Thank you for looking into this and posting about it. I’ve talked to a couple of EAs about a similar concept in the past. I’m really excited to see what what you find when you start prototyping and piloting this!
Some related idea might add value, but I’m quite skeptical of this idea. Almost all EAs would generally rather donate to an organization than to an “EA emergency fund,” since the best opportunities to do good prima facie do not include giving money to other EAs (except in cases more like giving someone a grant, but we already have funds set up for grantmaking).
Also:
This seems to contradict “donors can only recoup half of what they originally donated.”
Finally, if something like this fund existed, it wouldn’t make sense for the default way to contribute to be by donating to GiveWell “through the fund” — it would be more efficient to separate donations to organizations from donations to this fund.

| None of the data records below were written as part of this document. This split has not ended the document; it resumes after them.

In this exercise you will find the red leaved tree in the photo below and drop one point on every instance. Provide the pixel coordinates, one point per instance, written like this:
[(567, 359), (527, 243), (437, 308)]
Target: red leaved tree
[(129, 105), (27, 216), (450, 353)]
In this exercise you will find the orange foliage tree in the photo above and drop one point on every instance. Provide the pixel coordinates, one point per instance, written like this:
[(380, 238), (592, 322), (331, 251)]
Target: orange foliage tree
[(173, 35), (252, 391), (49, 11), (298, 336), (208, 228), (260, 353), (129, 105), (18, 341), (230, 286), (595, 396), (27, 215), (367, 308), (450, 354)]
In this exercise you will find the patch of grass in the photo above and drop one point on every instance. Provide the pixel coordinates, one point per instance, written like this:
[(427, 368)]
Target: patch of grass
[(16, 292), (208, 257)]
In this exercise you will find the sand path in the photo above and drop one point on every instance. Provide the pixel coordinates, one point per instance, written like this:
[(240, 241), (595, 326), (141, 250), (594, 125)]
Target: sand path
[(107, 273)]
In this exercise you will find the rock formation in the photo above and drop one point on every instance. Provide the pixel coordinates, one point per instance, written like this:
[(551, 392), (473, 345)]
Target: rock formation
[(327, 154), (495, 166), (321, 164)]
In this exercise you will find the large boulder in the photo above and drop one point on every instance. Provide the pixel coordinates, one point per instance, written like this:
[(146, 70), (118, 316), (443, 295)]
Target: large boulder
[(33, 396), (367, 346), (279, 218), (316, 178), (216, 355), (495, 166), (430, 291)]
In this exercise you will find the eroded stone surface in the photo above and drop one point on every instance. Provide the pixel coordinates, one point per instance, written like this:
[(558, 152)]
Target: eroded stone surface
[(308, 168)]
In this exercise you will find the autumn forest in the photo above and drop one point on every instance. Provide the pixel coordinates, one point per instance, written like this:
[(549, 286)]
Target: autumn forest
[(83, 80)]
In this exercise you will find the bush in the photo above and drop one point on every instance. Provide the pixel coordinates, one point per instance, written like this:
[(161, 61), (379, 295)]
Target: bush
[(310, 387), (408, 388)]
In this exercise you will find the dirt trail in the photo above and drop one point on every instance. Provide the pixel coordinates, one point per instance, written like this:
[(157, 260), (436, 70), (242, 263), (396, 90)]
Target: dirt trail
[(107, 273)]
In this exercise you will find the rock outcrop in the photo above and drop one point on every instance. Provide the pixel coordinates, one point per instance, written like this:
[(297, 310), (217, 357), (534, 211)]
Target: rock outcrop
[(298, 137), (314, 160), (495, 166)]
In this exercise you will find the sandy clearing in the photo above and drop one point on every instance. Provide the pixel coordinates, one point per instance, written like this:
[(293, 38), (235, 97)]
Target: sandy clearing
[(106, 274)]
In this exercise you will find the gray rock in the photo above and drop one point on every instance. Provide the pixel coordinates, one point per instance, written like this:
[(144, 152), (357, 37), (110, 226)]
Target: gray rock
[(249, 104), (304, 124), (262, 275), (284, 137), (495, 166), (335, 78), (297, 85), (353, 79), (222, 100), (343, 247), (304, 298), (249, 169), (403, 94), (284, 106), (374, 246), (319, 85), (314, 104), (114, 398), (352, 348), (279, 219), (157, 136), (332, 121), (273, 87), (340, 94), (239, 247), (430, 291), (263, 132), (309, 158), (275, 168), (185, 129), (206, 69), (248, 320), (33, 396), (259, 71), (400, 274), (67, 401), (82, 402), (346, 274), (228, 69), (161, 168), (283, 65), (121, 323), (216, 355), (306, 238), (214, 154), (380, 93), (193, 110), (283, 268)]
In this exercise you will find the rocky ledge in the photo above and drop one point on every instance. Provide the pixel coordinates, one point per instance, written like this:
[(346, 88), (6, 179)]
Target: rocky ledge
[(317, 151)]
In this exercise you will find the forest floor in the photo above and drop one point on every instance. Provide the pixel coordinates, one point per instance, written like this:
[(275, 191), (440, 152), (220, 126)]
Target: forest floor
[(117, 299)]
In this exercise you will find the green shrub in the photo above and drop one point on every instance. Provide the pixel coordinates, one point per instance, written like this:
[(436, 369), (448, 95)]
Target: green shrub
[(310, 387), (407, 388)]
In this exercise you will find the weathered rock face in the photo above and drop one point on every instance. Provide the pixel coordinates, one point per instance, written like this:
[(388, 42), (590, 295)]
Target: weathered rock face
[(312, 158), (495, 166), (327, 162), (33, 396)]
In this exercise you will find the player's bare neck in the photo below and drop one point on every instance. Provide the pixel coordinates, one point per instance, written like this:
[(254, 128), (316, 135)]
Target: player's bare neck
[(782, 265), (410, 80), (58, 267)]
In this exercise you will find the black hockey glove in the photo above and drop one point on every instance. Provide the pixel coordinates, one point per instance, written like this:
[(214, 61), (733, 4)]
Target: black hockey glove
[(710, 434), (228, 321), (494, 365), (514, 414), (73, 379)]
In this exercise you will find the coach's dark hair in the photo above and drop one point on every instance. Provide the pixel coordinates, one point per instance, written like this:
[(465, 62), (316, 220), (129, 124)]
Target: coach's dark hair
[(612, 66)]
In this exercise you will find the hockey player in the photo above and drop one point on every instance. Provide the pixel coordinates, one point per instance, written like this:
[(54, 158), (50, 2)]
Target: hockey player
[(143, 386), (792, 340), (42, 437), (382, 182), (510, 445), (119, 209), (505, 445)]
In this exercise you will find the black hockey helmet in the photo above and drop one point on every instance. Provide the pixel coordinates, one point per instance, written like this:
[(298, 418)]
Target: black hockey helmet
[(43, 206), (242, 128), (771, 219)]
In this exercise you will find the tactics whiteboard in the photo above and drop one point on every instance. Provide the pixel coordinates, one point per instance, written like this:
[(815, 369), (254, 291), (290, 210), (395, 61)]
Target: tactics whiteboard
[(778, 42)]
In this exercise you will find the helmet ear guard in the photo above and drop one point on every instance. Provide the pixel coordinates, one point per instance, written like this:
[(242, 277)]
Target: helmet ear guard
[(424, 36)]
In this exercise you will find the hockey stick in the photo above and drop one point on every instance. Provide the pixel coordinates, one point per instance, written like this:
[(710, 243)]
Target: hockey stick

That said, there may be efficiency gains from a system that helped donors maintain financial security while donating more (as you and Alicorn noted on LessWrong).
There might be several ways of thinking about the efficiency gain:
It could allow people to skate by with lower personal emergency funds, thus donate slightly more, since they could rely on EA insurance in a pinch.
The idea that you could “take back” donations if you fell on hard times might encourage many people to give much more now rather than waiting and giving later. I suspect this is a bigger effect than #1… many people today are pursuing de facto patient philanthropy because they’d rather have the optionality of money and then donate later in life when their finances are on more of a set path. EA insurance could help giving now compete with the attractive optionality of giving later.
By giving people an extra layer of financial security, EA insurance might indirectly encourage people take on more high-risk ambitious projects generally.
I think I disagree with one specific thing: we want people to take risks in their careers so that large amounts of “good” are created. But then how can we compensate those people taking risks that benefit others? I am therefore in favor of decoupling taking large charitable upside risky career moves with personal risk.
In other words:
In personal matters, you want to be conservative because 50 million do not make you 50 times happier than 1 million.
On altruistic matters, you should aim to be risky.
This fund could help bridge those different aims.